Dataset for studying gender disparity in English literary texts

Data Brief. 2022 Feb 2:41:107905. doi: 10.1016/j.dib.2022.107905. eCollection 2022 Apr.

Abstract

Recent discourse has highlighted significant gender disparity in many aspects of economic, social and cultural life. With the advent of advanced tools in Artificial Intelligence (AI) and Natural Language Processing (NLP), there is an opportunity to use computational and digital tools to analyze corpora, such as copyright-expired literature in the pre-modern period (defined herein as books published approximately between 1800 and 1950) from the Project Gutenberg corpus. Nevertheless, there are challenges in using such tools, especially for maintaining high-enough quality to explore interesting hypotheses.
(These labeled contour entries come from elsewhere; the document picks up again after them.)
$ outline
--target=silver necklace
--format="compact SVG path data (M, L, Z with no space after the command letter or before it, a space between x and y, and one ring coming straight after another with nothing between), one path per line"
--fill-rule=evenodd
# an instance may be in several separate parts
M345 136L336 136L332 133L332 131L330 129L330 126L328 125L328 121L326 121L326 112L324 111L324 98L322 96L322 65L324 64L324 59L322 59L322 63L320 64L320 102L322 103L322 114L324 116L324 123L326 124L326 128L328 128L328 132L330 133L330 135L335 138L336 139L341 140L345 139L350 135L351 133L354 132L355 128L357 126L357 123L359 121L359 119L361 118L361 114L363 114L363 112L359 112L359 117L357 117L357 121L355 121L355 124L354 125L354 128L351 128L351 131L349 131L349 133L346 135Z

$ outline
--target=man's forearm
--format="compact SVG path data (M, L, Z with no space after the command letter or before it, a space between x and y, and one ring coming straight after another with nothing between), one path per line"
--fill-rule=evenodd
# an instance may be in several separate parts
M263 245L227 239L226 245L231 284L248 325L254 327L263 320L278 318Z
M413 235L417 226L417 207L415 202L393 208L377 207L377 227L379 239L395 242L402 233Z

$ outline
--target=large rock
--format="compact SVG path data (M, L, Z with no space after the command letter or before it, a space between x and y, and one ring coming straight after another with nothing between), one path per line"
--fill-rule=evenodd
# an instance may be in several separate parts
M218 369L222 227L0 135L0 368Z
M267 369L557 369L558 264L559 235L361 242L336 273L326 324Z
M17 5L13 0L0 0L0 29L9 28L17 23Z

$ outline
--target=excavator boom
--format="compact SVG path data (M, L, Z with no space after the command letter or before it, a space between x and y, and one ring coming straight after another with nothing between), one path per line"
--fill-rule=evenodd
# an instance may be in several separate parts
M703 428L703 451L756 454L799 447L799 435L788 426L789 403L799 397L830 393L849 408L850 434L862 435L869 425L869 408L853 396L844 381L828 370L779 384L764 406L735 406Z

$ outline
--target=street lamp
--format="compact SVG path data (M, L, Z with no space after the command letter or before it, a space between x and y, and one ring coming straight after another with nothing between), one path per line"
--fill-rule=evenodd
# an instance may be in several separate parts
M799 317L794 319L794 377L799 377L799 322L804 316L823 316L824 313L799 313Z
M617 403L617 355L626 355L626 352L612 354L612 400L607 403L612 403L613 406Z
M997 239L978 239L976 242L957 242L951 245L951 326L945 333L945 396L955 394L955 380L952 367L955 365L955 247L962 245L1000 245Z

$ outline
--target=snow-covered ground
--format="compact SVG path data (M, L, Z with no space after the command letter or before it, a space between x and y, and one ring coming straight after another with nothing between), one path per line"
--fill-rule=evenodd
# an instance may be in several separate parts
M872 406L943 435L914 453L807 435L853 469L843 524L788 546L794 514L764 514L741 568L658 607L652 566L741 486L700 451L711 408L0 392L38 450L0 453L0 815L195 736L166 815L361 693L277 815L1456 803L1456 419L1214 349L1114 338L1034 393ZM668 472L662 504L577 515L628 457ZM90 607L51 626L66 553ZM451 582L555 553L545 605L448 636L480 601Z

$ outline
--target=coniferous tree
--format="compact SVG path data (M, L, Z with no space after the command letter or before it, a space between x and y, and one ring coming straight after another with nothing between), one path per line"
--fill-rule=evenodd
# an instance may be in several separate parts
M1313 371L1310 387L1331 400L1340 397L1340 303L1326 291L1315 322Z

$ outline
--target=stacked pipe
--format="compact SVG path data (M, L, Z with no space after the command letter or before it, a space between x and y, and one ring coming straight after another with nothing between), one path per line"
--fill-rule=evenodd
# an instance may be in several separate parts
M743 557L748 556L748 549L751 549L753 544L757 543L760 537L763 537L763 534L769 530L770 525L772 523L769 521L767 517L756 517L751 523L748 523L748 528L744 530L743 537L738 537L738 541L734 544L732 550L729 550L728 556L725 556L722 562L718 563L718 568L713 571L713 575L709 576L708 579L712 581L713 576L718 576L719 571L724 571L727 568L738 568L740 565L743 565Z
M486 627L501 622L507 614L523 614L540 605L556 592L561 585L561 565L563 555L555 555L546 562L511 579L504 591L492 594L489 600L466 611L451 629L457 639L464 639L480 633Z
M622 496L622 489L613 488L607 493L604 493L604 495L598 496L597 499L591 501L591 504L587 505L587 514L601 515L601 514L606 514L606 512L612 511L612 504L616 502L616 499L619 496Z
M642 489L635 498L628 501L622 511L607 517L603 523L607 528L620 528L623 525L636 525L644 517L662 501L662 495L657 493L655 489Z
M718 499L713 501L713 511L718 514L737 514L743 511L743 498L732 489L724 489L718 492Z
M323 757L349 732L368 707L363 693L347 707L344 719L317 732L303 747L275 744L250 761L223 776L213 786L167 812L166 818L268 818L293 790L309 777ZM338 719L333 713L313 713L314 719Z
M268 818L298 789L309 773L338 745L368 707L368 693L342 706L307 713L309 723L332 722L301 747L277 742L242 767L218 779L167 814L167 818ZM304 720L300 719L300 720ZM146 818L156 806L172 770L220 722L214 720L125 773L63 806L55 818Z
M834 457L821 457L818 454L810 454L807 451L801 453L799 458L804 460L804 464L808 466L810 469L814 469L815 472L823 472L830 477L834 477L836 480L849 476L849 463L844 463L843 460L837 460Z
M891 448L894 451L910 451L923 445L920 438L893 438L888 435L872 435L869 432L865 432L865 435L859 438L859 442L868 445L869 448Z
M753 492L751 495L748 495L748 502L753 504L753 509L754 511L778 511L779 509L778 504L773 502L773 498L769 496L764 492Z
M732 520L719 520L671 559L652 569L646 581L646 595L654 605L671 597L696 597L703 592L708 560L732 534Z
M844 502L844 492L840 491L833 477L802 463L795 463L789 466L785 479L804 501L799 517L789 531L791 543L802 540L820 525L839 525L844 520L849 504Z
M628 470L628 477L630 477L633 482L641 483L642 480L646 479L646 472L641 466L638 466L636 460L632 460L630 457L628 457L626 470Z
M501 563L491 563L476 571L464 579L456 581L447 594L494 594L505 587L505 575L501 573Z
We present a dataset and materials that illustrate how modern processes in NLP can be used on the raw text of more than 3,000 literary texts in Project Gutenberg to (i) extract characters and pronouns from the text with high quality, (ii) disambiguate characters so that they are not overcounted, (iii) detect the gender of each character. Furthermore, we also used manual labeling to determine the genders of authors who have published these texts, and published the labels as part of the dataset to facilitate future digital humanities research.

Keywords: Digital humanities; Gender Disparity; Natural language processing; Text analytics.